Eu havia entrado para uma empresa, e na fase de treinamento, um dos módulos do curso de preparação acontecia em Petrópolis, onde havia uma grande área onde se localizava um núcleo de treinamento pertencente à empresa. Nossa turma chegou num domingo à noite, para lá pernoitarmos, e iniciarmos nosso curso no dia seguinte.
No local havia salão de jogos, instrumentos de samba, som à disposição, bar com cerveja, campo de futebol society, piscina, etc. Aproveitamos a noite livre e tomamos conta do ambiente. Jogamos sinuca e damas, improvisamos uma roda de samba, tomamos muita cerveja, e tudo a que tínhamos direito.
No dia seguinte, após o curso, já no final da tarde, jogamos futebol e tomamos banho de piscina, apesar do frio que fazia. À noite, fomos para a área de lazer. Mas ao chegarmos, já havia um outro grupo no ambiente, que havia chegado naquele dia, e desfrutando de "nosso" espaço.
A primeira imagem dos invasores que me lembro de ter visto foi um coroa tentando acompanhar com um pandeiro uma gravação de Johnny B. Good com Chuck Berry, que um dos nossos colegas havia levado, de uma coletânea de rocks dos anos 50. Logo pensei comigo: "Esse pessoal vai cortar nossa onda". Esse pensamento foi geral entre o nosso grupo. Tínhamos que disputar com eles os instrumentos de samba, as mesas de sinuca e o espaço. Ficamos putos com a situação, e por isso não houve uma integração entre os dois grupos.
Nosso curso durou três dias, assim como o difícil convívio com a outra galera. No último dia, uma quarta-feira, passaria na tv um jogo entre Cruzeiro e Vasco. Um de nossos colegas, chamado Cláudio, era muito vascaíno, e começou a exaltar o Vasco em voz alta. Um dos membros do outro grupo, também vascaíno, e já meio bêbado, após ouvir as exaltações ao Vasco, se aproximou de nós e falou algo do tipo: "É isso aí!" Mas o pessoal de nosso grupo não se manifestou, nem mesmo o colega vascaíno. Então denominei esse personagem fortuito de Marimbondo Vascaíno Intruso de Fogo.
O "Marimbondo" é porque costumo chamar de marimbondos certas pessoas que preferíamos que não estivessem em determinado lugar onde temos que ficar, pois causam incômodo, como os marimbondos. Se há uma casa de marimbondos em um determinado local por onde temos que passar, nos sentimos incomodados. Por ele ter se manifestado após uma declaração de apoio ao Vasco, virou Marimbondo Vascaíno. O "Intruso" é devido à sua condição para nós, naquele momento. O "de Fogo" é porque uma das formas usadas para definir uma pessoa embriagada é dizer que ela está "de fogo", e é também uma brincadeira com o título de um livro de José Sarney chamado Marimbondos de Fogo.
E assim esse personagem foi denominado de Marimbondo Vascaíno Intruso de Fogo.

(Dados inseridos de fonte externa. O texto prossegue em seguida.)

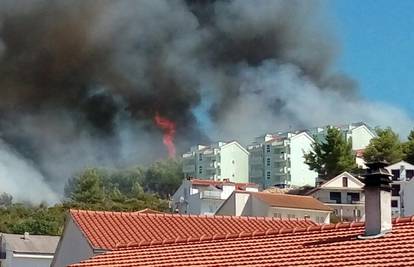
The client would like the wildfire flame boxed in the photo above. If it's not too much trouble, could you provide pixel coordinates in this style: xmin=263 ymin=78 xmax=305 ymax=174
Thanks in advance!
xmin=154 ymin=113 xmax=176 ymax=158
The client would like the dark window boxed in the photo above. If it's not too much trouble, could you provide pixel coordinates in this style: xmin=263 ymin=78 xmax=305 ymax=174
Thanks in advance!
xmin=391 ymin=169 xmax=400 ymax=181
xmin=266 ymin=145 xmax=271 ymax=153
xmin=198 ymin=154 xmax=203 ymax=161
xmin=391 ymin=200 xmax=399 ymax=208
xmin=199 ymin=166 xmax=202 ymax=174
xmin=342 ymin=177 xmax=348 ymax=187
xmin=266 ymin=158 xmax=271 ymax=166
xmin=330 ymin=192 xmax=342 ymax=204
xmin=392 ymin=184 xmax=401 ymax=196
xmin=266 ymin=171 xmax=271 ymax=180
xmin=406 ymin=170 xmax=414 ymax=179
xmin=347 ymin=192 xmax=360 ymax=203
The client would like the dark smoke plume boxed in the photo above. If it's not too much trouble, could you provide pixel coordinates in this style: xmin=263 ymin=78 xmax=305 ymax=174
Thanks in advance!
xmin=0 ymin=0 xmax=411 ymax=203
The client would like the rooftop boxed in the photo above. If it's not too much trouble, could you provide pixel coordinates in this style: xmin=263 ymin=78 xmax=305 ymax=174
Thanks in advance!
xmin=190 ymin=178 xmax=258 ymax=189
xmin=250 ymin=191 xmax=333 ymax=212
xmin=70 ymin=217 xmax=414 ymax=266
xmin=0 ymin=233 xmax=60 ymax=254
xmin=70 ymin=209 xmax=316 ymax=250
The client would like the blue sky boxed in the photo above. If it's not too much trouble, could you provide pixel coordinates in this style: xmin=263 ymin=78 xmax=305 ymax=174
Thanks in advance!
xmin=331 ymin=0 xmax=414 ymax=116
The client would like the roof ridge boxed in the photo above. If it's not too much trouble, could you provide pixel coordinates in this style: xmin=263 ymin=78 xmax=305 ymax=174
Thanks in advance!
xmin=112 ymin=216 xmax=414 ymax=250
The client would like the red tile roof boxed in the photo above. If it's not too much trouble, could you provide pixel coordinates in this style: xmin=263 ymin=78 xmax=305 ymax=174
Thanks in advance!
xmin=251 ymin=191 xmax=333 ymax=211
xmin=70 ymin=217 xmax=414 ymax=267
xmin=70 ymin=209 xmax=315 ymax=250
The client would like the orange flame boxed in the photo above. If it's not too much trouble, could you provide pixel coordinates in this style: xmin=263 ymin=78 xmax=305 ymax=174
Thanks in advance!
xmin=154 ymin=113 xmax=176 ymax=158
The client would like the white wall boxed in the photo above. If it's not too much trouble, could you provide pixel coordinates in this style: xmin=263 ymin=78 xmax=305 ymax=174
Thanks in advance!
xmin=403 ymin=180 xmax=414 ymax=216
xmin=220 ymin=142 xmax=249 ymax=183
xmin=52 ymin=218 xmax=94 ymax=267
xmin=350 ymin=126 xmax=375 ymax=150
xmin=290 ymin=133 xmax=317 ymax=187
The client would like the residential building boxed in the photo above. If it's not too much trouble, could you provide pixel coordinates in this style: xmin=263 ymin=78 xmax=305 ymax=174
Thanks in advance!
xmin=182 ymin=141 xmax=249 ymax=183
xmin=68 ymin=163 xmax=410 ymax=267
xmin=215 ymin=191 xmax=332 ymax=224
xmin=248 ymin=131 xmax=317 ymax=188
xmin=308 ymin=172 xmax=365 ymax=222
xmin=386 ymin=160 xmax=414 ymax=217
xmin=307 ymin=122 xmax=376 ymax=151
xmin=171 ymin=178 xmax=259 ymax=215
xmin=0 ymin=233 xmax=59 ymax=267
xmin=53 ymin=209 xmax=315 ymax=267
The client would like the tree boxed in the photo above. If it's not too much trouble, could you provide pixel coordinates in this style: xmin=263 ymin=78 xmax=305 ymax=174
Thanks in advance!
xmin=67 ymin=168 xmax=105 ymax=204
xmin=304 ymin=127 xmax=357 ymax=180
xmin=143 ymin=159 xmax=183 ymax=197
xmin=404 ymin=130 xmax=414 ymax=164
xmin=363 ymin=128 xmax=404 ymax=164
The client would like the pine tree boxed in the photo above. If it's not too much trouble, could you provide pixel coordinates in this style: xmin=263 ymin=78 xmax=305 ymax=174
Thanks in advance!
xmin=304 ymin=127 xmax=356 ymax=180
xmin=404 ymin=130 xmax=414 ymax=164
xmin=363 ymin=128 xmax=404 ymax=164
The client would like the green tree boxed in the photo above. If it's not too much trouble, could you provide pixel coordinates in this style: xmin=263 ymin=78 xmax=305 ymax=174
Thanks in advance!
xmin=143 ymin=159 xmax=183 ymax=197
xmin=304 ymin=127 xmax=357 ymax=180
xmin=67 ymin=168 xmax=105 ymax=204
xmin=363 ymin=128 xmax=404 ymax=164
xmin=404 ymin=130 xmax=414 ymax=164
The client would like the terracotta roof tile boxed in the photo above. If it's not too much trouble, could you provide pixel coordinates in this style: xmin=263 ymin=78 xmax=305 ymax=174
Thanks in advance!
xmin=70 ymin=209 xmax=315 ymax=250
xmin=70 ymin=217 xmax=414 ymax=267
xmin=251 ymin=191 xmax=333 ymax=211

domingo, 10 de janeiro de 2010

Um Show Inesquecível



Era verão de 79. Final de janeiro. Um dia abro o jornal e leio uma nota anunciando que Milton Nascimento iria dar um show na praia de Grussaí. Seria numa quarta-feira, 02 de fevereiro. Nesse dia eu teria que estar em Niterói para fazer uma prova de vestibular para uma faculdade de psicologia. Teria que fazer uma opção: o show ou o vestibular. Optei pelo primeiro. Eu não tinha tanta convicção quanto ao curso, e ter que morar fora a partir daquele ano. Quanto ao show, eu tinha a mais absoluta certeza que não poderia faltar. Comuniquei a minha mãe minha decisão. Ela não se opôs.
No dia do show chovia forte. A praia fica há aproximadamente 40 km de Campos. Rumei para a rodoviária embaixo de chuva forte, vestindo um casaco de chuva, de nylon. O próximo ônibus me deixaria no local do show meio que em cima do horário marcado. Torcia para o show atrasar um pouco para que eu não perdesse nada.
Ao chegar, fui direto para o Grussaí Praia Clube, local do show, que tinha acabado de começar. Comprei o ingresso, e ao entrar no salão, vi o palco de longe, pois o ginásio estava tomado de gente. Tentava me posicionar em um local onde pudesse ver melhor o palco, que estava bem distante. Naquele momento uma menina me fez um favor que eu nunca me esqueci. Vendo que eu procurava quase desesperadamente encontrar uma melhor posição para ver melhor o palco, ela me indicou uma porta próxima a nós, dizendo que se eu entrasse por ela ficaria bem perto do palco. Corri para a porta, e para minha alegria fiquei de frente pro palco. Nem deu para agradecê-la direito.
Milton tinha lançado há pouco tempo o Clube da Esquina 2. Com ele vieram Novelli (baixo), Danilo Caymmi (flautas), Nelson Angelo (guitarra), Raimundo Queiroz (teclados), Robertinho Silva (bateria), além da participação especial de Beto Guedes.
Vários clássicos foram cantados, e eu quase não acreditava que estava há poucos metros daquela voz que eu tanto admirava. Promessas do Sol, Canção do Sal, Cravo e Canela, Paula e Bebeto, e tantas outras músicas foram apresentadas. Então Beto Guedes subiu ao palco, e junto a Milton, fez o dueto antológico de Fé Cega, Faca Amolada. Em seguida Mlton deixou o palco por conta de Beto, que cantou Lumiar e Amor de Índio.
Ao voltar ao palco, Milton cantou Travessia, para delírio do público Não me lembro de todas as músicas tocadas, mas o auge do show foi com Maria Maria, que na época fazia um grande sucesso, e foi a música que encerrou o show. Logicamente rolou o bis, que veio com Para Lennon e McCartney. A música novamente levantou a plateia, e eu, contagiado pelo clima, comecei a pular e cantar feito um louco. Lembro-me bem que como não haveria mais ônibus de volta pra cidade após o show, talvez tivesse que esperar amanhecer o dia para voltar pra casa. Então levei um sanduíche de queijo embrulhado em um papel de pão, para quando batesse uma fome. Mas durante Para Lennon e McCartney eu pulava tanto, que o sanduíche, que estava em meu bolso, voou longe, e eu nem reparei. Um cara que estava próximo o devolveu intacto.
O show foi encerrado com A Lua Girou, só com voz e violão. Foi inesquecível. Ainda guardo a matéria de jornal que saiu dois dias depois, e ilustra essa postagem.
Terminado o show, já não chovia, e era hora de tentar uma carona. Fui para a beira da estrada, e não demorou muito uma amiga que passava, parou e me deu uma carona. Saiu tudo perfeito. Só faltou agradecer a menina que me mostrou aquela porta.